4. Speaking of China, Mark Anderson of Strategic News Service says that the 30-year effort by the Chinese of "obtaining" intellectual property from other nations is coming to a head. Remember the Aurora attack on Google (GOOG), Juniper Networks, Morgan Stanley (MS), and Adobe (ADBE)? Apparently, and this just emerged at Anderson's latest conference, Intel (INTC) was a target too. Forget low-cost Chinese labor.

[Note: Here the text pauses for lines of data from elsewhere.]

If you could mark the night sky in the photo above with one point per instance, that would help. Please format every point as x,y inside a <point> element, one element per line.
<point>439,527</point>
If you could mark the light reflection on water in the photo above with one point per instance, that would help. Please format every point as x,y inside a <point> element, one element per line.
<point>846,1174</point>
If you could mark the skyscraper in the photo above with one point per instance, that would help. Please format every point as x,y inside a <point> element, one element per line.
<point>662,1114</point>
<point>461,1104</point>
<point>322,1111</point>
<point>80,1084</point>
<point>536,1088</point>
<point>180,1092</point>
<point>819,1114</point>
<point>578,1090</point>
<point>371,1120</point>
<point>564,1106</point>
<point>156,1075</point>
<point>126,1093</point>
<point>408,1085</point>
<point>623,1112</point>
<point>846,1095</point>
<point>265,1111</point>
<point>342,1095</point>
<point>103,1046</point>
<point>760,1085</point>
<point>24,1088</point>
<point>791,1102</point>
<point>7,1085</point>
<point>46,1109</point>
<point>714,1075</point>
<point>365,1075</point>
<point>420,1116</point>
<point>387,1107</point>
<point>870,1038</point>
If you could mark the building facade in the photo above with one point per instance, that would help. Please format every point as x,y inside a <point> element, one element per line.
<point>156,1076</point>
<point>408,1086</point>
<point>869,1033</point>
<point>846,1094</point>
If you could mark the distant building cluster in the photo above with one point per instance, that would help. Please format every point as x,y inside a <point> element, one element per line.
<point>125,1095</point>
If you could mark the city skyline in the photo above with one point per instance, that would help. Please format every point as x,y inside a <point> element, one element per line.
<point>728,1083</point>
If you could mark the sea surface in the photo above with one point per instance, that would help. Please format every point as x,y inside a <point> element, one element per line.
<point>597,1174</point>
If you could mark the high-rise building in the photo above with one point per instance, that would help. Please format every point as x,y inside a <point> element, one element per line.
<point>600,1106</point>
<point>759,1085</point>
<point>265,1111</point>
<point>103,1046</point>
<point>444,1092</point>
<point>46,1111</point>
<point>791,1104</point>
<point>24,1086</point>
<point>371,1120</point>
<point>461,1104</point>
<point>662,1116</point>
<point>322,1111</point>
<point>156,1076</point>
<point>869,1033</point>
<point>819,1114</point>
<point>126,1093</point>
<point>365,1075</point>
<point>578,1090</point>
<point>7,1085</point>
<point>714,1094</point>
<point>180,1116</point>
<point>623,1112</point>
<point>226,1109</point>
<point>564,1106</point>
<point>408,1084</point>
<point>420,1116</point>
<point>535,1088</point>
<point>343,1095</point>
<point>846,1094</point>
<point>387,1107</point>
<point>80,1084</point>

5. Lest we forget, there's the whole debt ceiling issue. I know this has gone all partisan in Washington, although for what reason, I cannot comprehend, as the sanctity of the nation's credit rating should be a bipartisan issue. Republicans daring the President to a game of chicken over this show a profound lack of awareness beyond their own short-term poll numbers. (Which, sadly, is a corollary to the whole investors not paying attention to the big picture issue. Is it just human nature not to step back and think about context? It's just not a partisan issue, folks.) Matt Zames, head of fixed income at JP Morgan, wrote to Tim Geithner in April that if we blow this one, we're going to lose foreign investors, risk a downgrade of our long-cherished risk-free rating, trigger a run on money market funds, raise interest rates, and imperil the economy. So no big deal, really. Let's get back to scoring soundbites on Fox News. That's what really matters.
Always optimistic here, people. Just want to get it all out on the table.